TensorFlow, Google's machine learning software library, has reached 1.0 status and now packs support for a wider selection of APIs for ingesting and analyzing Big Data. The tool's pre-1.0 life found it helping researchers, engineers, students, and others in examining information for patterns and insight. The full release makes the machine learning code even more powerful.
Google announced the changes to TensorFlow at its TensorFlow Developer Summit earlier this month. Google says TensorFlow 1.0 is faster, more flexible, and more production-ready than before.
On the speed front, a forthcoming update will let developers take advantage of a 7x speed increase in certain GPU configurations. Documentation from TensorFlow.org includes a handful of tips and tricks developers can put to use in their models to fine-tune performance. TensorFlow 1.0 also adds an experimental release of XLA to help developers target specific CPU and GPU arrays.

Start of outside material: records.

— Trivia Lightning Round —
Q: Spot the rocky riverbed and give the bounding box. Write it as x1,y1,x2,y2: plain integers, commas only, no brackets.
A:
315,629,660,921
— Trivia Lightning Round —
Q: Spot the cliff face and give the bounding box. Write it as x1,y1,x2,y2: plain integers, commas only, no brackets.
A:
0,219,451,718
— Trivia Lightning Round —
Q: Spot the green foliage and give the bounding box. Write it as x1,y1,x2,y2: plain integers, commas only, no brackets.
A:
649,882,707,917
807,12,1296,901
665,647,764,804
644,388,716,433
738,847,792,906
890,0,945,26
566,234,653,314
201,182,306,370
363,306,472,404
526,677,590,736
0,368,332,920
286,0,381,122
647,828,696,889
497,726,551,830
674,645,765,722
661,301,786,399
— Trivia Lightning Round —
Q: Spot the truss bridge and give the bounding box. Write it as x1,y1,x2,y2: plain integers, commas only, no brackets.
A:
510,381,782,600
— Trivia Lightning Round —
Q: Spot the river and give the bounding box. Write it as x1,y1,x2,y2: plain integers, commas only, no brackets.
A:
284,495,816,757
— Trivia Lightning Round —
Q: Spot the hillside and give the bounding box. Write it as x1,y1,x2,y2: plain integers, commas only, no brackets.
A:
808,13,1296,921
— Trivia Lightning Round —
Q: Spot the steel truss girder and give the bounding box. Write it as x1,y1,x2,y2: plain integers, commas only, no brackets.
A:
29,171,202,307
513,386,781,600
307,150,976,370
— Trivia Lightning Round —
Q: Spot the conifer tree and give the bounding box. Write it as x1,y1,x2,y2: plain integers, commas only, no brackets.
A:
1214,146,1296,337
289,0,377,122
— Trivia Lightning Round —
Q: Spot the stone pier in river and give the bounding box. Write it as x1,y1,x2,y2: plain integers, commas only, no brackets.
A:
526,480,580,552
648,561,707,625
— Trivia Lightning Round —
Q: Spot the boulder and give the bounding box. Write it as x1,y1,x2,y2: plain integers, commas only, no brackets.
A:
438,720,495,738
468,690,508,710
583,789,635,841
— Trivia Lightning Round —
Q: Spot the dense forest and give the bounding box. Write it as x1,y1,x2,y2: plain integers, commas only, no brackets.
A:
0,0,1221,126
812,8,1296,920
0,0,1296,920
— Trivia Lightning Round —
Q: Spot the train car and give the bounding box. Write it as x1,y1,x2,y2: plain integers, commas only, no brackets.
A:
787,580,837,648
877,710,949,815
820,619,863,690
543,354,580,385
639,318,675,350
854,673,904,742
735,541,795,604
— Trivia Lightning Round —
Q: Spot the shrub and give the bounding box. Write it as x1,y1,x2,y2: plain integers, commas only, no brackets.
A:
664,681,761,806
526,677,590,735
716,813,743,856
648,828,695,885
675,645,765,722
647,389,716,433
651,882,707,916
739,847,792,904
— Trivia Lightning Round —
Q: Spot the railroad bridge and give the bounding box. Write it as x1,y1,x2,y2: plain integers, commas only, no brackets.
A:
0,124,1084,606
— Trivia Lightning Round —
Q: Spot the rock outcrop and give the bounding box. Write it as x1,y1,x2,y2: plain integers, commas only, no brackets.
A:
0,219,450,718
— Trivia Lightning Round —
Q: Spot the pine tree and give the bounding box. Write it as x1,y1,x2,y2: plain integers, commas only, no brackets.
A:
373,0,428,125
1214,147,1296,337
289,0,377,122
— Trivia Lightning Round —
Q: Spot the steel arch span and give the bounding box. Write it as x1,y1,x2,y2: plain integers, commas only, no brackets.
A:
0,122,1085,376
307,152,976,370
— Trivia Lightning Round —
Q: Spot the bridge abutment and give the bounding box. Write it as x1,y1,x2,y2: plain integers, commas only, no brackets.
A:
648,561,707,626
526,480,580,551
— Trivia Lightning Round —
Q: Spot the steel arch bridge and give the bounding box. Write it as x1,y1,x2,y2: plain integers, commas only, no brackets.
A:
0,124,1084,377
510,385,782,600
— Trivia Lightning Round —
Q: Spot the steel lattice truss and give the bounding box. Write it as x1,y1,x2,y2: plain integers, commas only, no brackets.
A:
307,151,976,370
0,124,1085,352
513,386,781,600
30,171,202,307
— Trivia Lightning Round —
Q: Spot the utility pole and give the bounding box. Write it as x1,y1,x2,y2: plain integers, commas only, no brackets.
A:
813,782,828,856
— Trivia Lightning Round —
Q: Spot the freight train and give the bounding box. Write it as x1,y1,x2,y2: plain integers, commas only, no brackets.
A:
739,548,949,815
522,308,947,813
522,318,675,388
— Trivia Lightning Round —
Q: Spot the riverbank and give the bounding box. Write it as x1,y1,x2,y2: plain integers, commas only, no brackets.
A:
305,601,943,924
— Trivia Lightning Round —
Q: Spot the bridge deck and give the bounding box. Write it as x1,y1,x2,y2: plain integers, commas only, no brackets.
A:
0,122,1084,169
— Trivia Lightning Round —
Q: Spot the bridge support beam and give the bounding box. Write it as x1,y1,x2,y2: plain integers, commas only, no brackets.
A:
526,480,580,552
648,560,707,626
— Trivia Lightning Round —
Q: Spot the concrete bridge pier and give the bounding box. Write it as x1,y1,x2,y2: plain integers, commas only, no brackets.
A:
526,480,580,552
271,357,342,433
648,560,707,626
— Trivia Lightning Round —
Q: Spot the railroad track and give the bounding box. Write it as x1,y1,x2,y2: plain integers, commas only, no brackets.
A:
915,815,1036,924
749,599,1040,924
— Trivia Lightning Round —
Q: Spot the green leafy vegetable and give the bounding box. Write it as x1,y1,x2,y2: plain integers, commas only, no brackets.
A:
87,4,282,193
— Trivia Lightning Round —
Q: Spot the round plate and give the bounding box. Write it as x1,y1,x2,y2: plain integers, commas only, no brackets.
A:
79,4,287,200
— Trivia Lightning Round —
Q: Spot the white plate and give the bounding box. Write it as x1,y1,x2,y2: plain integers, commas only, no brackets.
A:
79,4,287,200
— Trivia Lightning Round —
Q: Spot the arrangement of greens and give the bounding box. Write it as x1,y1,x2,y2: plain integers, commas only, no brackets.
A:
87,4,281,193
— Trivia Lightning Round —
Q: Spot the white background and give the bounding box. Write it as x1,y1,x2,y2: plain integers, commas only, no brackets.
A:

As for flexibility, Google says a new high-level API introduces a range of helpful modules (tf.layers, tf.metrics, and tf.losses). Further, the API tacks on a tf.keras module for compatibility with Keras.
Python developers will be happy to learn that TensorFlow 1.0 should deliver Python API stability, according to Google. Google changed the Python APIs so they more closely resemble NumPy. As a result, it should be easier for developers to implement new features without throwing a wrench in their code.
Beyond the big bullet points, TensorFlow 1.0 does include a handful of smaller feature improvements. For example, it includes a new debugger, which is a command-line interface and API for stripping bugs from your code. The update has new Android demonstrations for object recognition and camera-based stylization. There are some experimental APIs for Java and Go, as well as new compliance with PyPI pip packages.
"In just its first year, TensorFlow has helped [many people] make progress with everything from language translation to early detection of skin cancer and preventing blindness in diabetics," said Amy McDonald Sandjideh, Technical Program Manager, TensorFlow in a blog post. "We're incredibly grateful to the community of contributors, educators, and researchers who have made advances in deep learning available to everyone."